Vierter Artikel. Alle sind gehalten, Gott Opfer darzubringen.
a) Das wird bestritten. Denn: I. Röm. 3. heißt es: „Was auch immer vom Gesetze gesagt wird, das gilt für alle, die im Bereiche des Gesetzes sind.“ Das Gebot aber, Opfer darzubringen, wurde allein dem Volke der Juden gegeben. Also sind nicht alle dazu gehalten. II. Opfer werden Gott dargebracht, um etwas zu bezeichnen. Nicht alle aber sind fähig, dergleichen Bezeichnungen zu verstehen. Also nicht alle sind zu Opfern verpflichtet. III. „Priester“ heißen jene, die opfern. Nicht jeder aber ist Priester. Auf der anderen Seite ist das Darbringen von Opfern Natur gesetzund das verpflichtet alle.

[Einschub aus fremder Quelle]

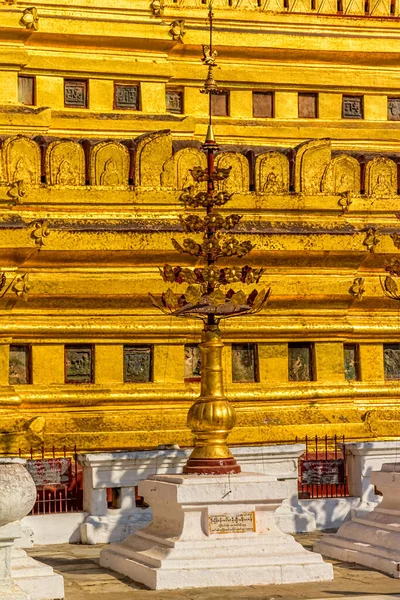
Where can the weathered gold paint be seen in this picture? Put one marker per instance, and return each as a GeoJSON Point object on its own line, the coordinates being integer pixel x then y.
{"type": "Point", "coordinates": [90, 285]}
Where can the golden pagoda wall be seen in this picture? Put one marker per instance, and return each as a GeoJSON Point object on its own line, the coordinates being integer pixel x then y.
{"type": "Point", "coordinates": [82, 237]}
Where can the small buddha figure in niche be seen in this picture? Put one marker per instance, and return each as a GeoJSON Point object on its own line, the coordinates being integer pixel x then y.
{"type": "Point", "coordinates": [272, 184]}
{"type": "Point", "coordinates": [65, 175]}
{"type": "Point", "coordinates": [110, 175]}
{"type": "Point", "coordinates": [381, 188]}
{"type": "Point", "coordinates": [345, 184]}
{"type": "Point", "coordinates": [22, 171]}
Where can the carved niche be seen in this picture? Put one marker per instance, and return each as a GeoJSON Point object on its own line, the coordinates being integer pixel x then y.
{"type": "Point", "coordinates": [312, 158]}
{"type": "Point", "coordinates": [272, 173]}
{"type": "Point", "coordinates": [326, 6]}
{"type": "Point", "coordinates": [342, 175]}
{"type": "Point", "coordinates": [109, 164]}
{"type": "Point", "coordinates": [152, 151]}
{"type": "Point", "coordinates": [176, 172]}
{"type": "Point", "coordinates": [239, 177]}
{"type": "Point", "coordinates": [65, 163]}
{"type": "Point", "coordinates": [379, 8]}
{"type": "Point", "coordinates": [21, 159]}
{"type": "Point", "coordinates": [381, 177]}
{"type": "Point", "coordinates": [299, 5]}
{"type": "Point", "coordinates": [353, 7]}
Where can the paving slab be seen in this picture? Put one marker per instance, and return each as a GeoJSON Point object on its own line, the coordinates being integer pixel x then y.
{"type": "Point", "coordinates": [85, 580]}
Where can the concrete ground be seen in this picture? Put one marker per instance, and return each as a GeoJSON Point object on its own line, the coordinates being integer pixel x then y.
{"type": "Point", "coordinates": [86, 580]}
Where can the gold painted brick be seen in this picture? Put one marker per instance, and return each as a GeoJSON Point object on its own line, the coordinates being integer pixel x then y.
{"type": "Point", "coordinates": [50, 91]}
{"type": "Point", "coordinates": [273, 363]}
{"type": "Point", "coordinates": [109, 363]}
{"type": "Point", "coordinates": [48, 364]}
{"type": "Point", "coordinates": [168, 363]}
{"type": "Point", "coordinates": [101, 94]}
{"type": "Point", "coordinates": [329, 106]}
{"type": "Point", "coordinates": [286, 105]}
{"type": "Point", "coordinates": [195, 103]}
{"type": "Point", "coordinates": [371, 362]}
{"type": "Point", "coordinates": [152, 97]}
{"type": "Point", "coordinates": [241, 104]}
{"type": "Point", "coordinates": [4, 362]}
{"type": "Point", "coordinates": [329, 361]}
{"type": "Point", "coordinates": [375, 107]}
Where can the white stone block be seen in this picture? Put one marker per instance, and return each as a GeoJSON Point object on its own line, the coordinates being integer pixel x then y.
{"type": "Point", "coordinates": [180, 549]}
{"type": "Point", "coordinates": [35, 578]}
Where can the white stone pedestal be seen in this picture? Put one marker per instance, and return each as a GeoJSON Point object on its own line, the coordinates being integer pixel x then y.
{"type": "Point", "coordinates": [213, 531]}
{"type": "Point", "coordinates": [35, 578]}
{"type": "Point", "coordinates": [373, 539]}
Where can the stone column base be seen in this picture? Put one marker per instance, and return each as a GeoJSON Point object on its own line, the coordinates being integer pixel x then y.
{"type": "Point", "coordinates": [214, 531]}
{"type": "Point", "coordinates": [373, 539]}
{"type": "Point", "coordinates": [35, 578]}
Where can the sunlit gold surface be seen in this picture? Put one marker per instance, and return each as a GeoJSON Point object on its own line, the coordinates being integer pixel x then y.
{"type": "Point", "coordinates": [88, 277]}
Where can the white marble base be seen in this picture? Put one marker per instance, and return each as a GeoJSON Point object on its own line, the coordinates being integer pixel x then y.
{"type": "Point", "coordinates": [372, 539]}
{"type": "Point", "coordinates": [105, 530]}
{"type": "Point", "coordinates": [178, 551]}
{"type": "Point", "coordinates": [35, 578]}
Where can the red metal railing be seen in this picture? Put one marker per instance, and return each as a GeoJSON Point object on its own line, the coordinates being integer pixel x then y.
{"type": "Point", "coordinates": [58, 478]}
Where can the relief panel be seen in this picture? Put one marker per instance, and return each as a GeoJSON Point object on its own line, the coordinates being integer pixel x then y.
{"type": "Point", "coordinates": [20, 365]}
{"type": "Point", "coordinates": [351, 362]}
{"type": "Point", "coordinates": [381, 177]}
{"type": "Point", "coordinates": [342, 175]}
{"type": "Point", "coordinates": [21, 159]}
{"type": "Point", "coordinates": [109, 164]}
{"type": "Point", "coordinates": [79, 364]}
{"type": "Point", "coordinates": [272, 173]}
{"type": "Point", "coordinates": [138, 363]}
{"type": "Point", "coordinates": [312, 158]}
{"type": "Point", "coordinates": [153, 150]}
{"type": "Point", "coordinates": [65, 163]}
{"type": "Point", "coordinates": [300, 362]}
{"type": "Point", "coordinates": [244, 363]}
{"type": "Point", "coordinates": [176, 172]}
{"type": "Point", "coordinates": [239, 177]}
{"type": "Point", "coordinates": [353, 7]}
{"type": "Point", "coordinates": [192, 371]}
{"type": "Point", "coordinates": [391, 361]}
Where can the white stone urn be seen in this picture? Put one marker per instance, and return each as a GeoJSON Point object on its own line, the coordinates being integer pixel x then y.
{"type": "Point", "coordinates": [17, 497]}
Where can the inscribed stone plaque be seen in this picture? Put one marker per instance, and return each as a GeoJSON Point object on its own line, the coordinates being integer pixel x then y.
{"type": "Point", "coordinates": [351, 362]}
{"type": "Point", "coordinates": [26, 90]}
{"type": "Point", "coordinates": [174, 101]}
{"type": "Point", "coordinates": [137, 363]}
{"type": "Point", "coordinates": [19, 370]}
{"type": "Point", "coordinates": [308, 106]}
{"type": "Point", "coordinates": [352, 107]}
{"type": "Point", "coordinates": [192, 362]}
{"type": "Point", "coordinates": [300, 362]}
{"type": "Point", "coordinates": [126, 96]}
{"type": "Point", "coordinates": [244, 362]}
{"type": "Point", "coordinates": [219, 105]}
{"type": "Point", "coordinates": [78, 364]}
{"type": "Point", "coordinates": [394, 109]}
{"type": "Point", "coordinates": [391, 357]}
{"type": "Point", "coordinates": [49, 471]}
{"type": "Point", "coordinates": [263, 105]}
{"type": "Point", "coordinates": [232, 523]}
{"type": "Point", "coordinates": [75, 93]}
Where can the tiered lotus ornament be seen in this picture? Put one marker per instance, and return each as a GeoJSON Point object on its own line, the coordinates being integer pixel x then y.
{"type": "Point", "coordinates": [208, 296]}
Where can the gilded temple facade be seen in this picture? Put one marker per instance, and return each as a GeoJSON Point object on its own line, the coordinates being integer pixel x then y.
{"type": "Point", "coordinates": [101, 121]}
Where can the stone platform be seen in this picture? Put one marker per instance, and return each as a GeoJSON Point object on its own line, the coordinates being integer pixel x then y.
{"type": "Point", "coordinates": [372, 539]}
{"type": "Point", "coordinates": [209, 531]}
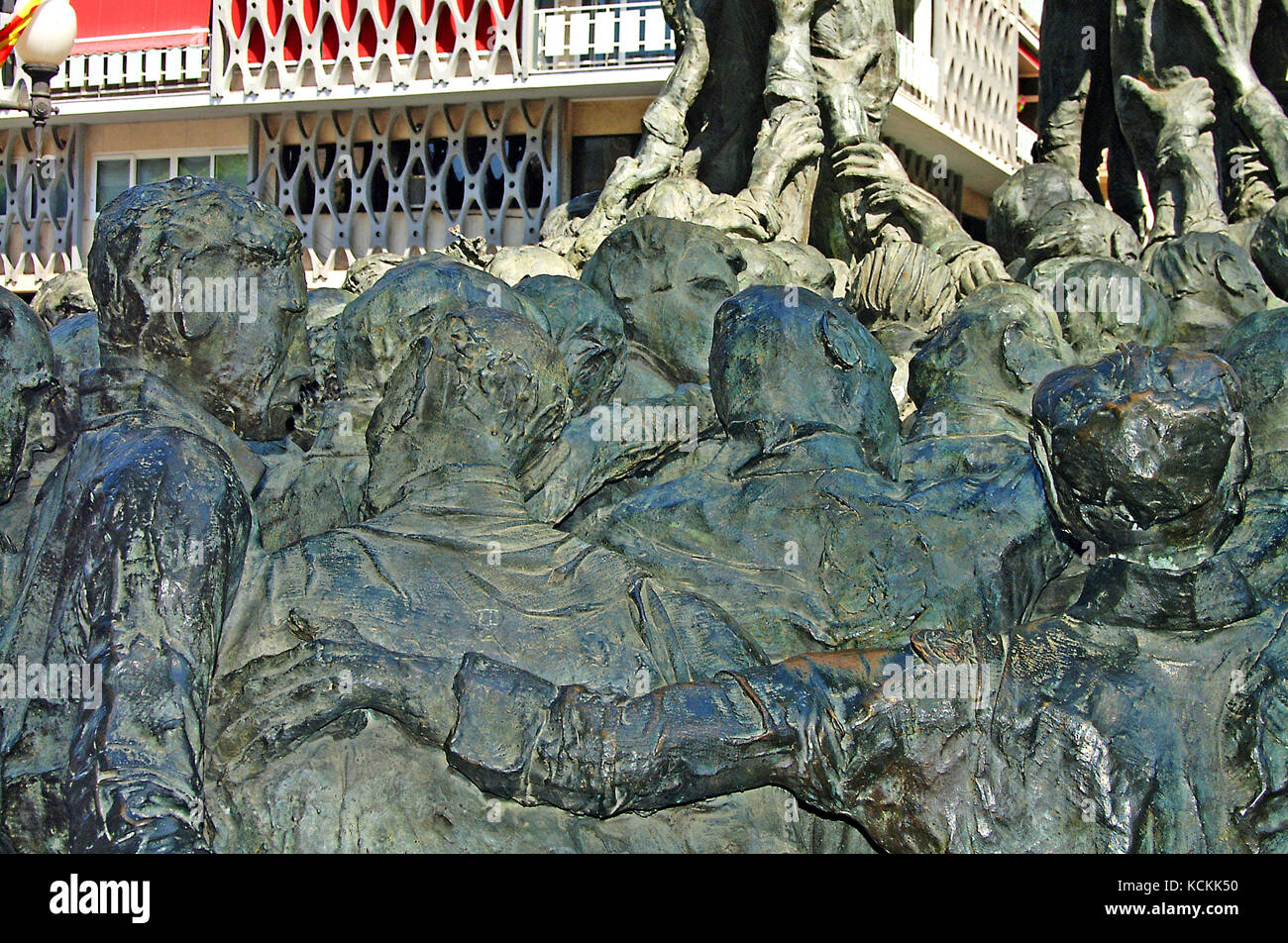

b) Ich antworte, zum innerlichen Opfer seien alle verpflichtet; denn alle sollen einen andachtsvollen Geist Gott darbringen. Mit Rücksicht auf das äußerliche Opfer aber muß unterschieden werden. Denn es giebt 1. eines, welches nur darin Wert hat, daß zu Gottes Ehre, zum Zeichen der Unterwürfigkeit Gott etwas dargebracht wird; — und dazu sind jene, die unter dem Gesetze stehen, anders verpflichtet wie jene, die nicht darunter sind. Denn die ersteren waren dazu gehalten gemäß der ins Einzelne gehenden Bestimmung der Opfer, die vorgeschrieben worden; die anderen aber mußten wohl nach außen hin etwas thun, um Gottes Allherrschaft zu bekennen, aber sie konnten dies thun gemäß den Gebräuchen jener, unter denen sie lebten; und nicht von vornherein waren sie zu gewissen äußeren Opfern gehalten. Dann aber 2. können die anderen Tugendwerke, die schon an sich etwas Gutes sind und Wert haben, zur Bezeigung der Ehrfurcht vor Gott benützt werden; und von solchen Tugendwerken sind manche geboten und manche nicht.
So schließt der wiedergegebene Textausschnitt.